FGH Realty Credit Corp. v. VRD Realty Corp.

647 N.Y.S.2d 229 | N.Y. App. Div. | 1996

—In an action to foreclose a mortgage on real property, the plaintiff appeals from an order *490of the Supreme Court, Suffolk County (Gerard, J.), dated November 17, 1995, which denied those branches of its motion which were for summary judgment against the defendants VRD Realty Corp. and Vincent R. DeAngelis and to appoint a Referee to compute the amount due to it.

Ordered that the order is reversed, on the law, with costs, those branches of the motion which were for summary judgment against the defendants VRD Realty Corp. and Vincent R. DeAngelis and to appoint a Referee to compute the amount due to the plaintiff are granted, and the matter is remitted to the Supreme Court, Suffolk County, to appoint a Referee to compute the amount due to the plaintiff and to determine that branch of the motion which was for leave to enter a default judgment against the defendants Nassau Suffolk Lumber & Supply Corporation and the People of the State of New York.

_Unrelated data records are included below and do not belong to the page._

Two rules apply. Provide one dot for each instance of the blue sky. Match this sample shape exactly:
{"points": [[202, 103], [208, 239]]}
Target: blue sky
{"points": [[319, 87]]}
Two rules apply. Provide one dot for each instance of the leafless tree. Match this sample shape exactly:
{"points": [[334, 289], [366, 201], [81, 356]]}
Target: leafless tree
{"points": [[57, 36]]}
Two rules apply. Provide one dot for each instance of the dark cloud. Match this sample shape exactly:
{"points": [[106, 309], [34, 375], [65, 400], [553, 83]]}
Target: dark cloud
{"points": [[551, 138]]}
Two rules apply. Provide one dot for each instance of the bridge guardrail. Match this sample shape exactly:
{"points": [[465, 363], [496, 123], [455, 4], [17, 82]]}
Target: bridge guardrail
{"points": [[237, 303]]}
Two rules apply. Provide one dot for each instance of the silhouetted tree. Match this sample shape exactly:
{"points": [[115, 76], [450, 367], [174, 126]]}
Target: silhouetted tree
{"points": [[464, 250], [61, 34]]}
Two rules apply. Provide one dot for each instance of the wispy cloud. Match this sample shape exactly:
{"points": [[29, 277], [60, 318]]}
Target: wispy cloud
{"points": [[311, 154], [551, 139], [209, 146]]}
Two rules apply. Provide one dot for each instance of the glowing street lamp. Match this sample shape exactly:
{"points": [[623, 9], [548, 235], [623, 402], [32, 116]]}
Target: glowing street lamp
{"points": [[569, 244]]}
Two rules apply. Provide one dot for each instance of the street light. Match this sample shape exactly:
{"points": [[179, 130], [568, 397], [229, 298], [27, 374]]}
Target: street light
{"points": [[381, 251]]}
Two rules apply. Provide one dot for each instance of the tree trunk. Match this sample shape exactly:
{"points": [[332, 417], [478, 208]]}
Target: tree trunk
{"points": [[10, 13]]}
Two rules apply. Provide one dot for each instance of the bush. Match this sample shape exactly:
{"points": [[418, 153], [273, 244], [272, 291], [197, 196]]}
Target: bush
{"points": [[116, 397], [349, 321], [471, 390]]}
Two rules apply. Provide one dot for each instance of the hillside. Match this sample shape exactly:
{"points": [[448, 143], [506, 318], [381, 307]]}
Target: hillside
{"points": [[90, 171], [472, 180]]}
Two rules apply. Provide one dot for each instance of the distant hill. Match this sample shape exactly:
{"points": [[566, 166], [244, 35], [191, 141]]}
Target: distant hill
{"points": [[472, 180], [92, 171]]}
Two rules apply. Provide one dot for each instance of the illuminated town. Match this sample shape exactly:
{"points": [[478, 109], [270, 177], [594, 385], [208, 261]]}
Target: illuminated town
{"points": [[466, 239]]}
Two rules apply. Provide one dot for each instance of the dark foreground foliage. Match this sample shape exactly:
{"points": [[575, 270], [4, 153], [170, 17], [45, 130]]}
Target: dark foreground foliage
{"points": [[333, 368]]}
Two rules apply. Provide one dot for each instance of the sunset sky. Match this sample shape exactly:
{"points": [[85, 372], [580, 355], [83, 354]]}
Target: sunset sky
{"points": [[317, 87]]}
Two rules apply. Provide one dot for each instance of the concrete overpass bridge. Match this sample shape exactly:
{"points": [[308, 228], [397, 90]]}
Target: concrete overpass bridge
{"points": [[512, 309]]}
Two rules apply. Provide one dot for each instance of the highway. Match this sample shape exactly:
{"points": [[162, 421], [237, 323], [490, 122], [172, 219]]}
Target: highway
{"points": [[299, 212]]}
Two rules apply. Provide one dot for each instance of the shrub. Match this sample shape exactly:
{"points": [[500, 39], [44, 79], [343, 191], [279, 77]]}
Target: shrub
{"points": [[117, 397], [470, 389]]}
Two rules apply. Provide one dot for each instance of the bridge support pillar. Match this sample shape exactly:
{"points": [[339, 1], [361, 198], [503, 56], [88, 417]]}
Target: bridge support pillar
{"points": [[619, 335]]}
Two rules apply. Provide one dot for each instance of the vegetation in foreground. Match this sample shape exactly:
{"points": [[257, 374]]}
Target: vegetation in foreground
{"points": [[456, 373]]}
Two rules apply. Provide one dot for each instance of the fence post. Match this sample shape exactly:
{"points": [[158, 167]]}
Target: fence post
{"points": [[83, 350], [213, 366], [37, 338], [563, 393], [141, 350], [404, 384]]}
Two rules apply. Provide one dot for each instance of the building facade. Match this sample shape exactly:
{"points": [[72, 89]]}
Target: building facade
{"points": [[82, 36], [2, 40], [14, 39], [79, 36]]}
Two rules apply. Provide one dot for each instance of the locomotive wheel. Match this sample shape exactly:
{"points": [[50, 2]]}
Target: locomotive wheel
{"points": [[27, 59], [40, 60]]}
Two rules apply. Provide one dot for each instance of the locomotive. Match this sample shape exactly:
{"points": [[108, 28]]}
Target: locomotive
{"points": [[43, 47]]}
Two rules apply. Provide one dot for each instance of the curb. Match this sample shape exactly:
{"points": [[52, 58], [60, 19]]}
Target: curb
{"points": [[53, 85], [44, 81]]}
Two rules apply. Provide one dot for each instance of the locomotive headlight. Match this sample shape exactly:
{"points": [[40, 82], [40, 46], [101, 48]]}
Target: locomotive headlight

The plaintiff moved for summary judgment against the defendants VRD Realty Corp. and Vincent R. DeAngelis, to appoint a Referee to compute the amount due to it, and for leave to enter a default judgment against the defendants Nassau Suffolk Lumber & Supply Corporation and the People of the State of New York. In its order dated November 17, 1995, the Supreme Court denied those branches of the plaintiff’s motion which were for summary judgment against the defendants VRD Realty Corp. and Vincent R. DeAngelis and to appoint a Referee to compute the amount due to the plaintiff, but failed to determine that branch of the motion which was for leave to enter a default judgment against the defendants Nassau Suffolk Lumber & Supply Corporation and the People of the State of New York. Accordingly, the matter is remitted to the Supreme Court, Suffolk County, to determine that branch of the plaintiff’s motion which was for leave to enter a default judgment against the defendants Nassau Suffolk Lumber & Supply Corporation and the People of the State of New York (see, Katz v Katz, 68 AD2d 536).

In April 1990 the defendant VRD Realty Corp. (hereinafter VRD) executed a promissory note and a mortgage on real property in favor of the plaintiff. By its terms, the mortgage could only be modified in an agreement in writing signed by the party to be charged with the modification. VRD defaulted in July 1994.

The plaintiff established its prima facie entitlement to foreclosure as a matter of law by submitting evidence of the execution of the note and mortgage and VRD’s failure to make payment in accordance with its terms (see, Great W. Bank v Terio, 200 AD2d 607; First Natl. Bank v J. & J. Milano, 160 AD2d *491670). Although VRD contends that the plaintiff should be estopped from foreclosing the mortgage based on an alleged oral agreement to reduce the interest rate on the debt, there is a mortgage provision barring oral modifications (see, General Obligations Law § 15-301 [1]) and correspondence indicating that the agreement would not be binding until it was reduced to writing. Because VRD failed to raise a triable issue of fact, the plaintiff’s motion for summary judgment should have been granted (see, Zuckerman v City of New York, 49 NY2d 557, 562).

The respondents’ remaining contentions are without merit. Bracken, J. P., Copertino, Pizzuto and Goldstein, JJ., concur.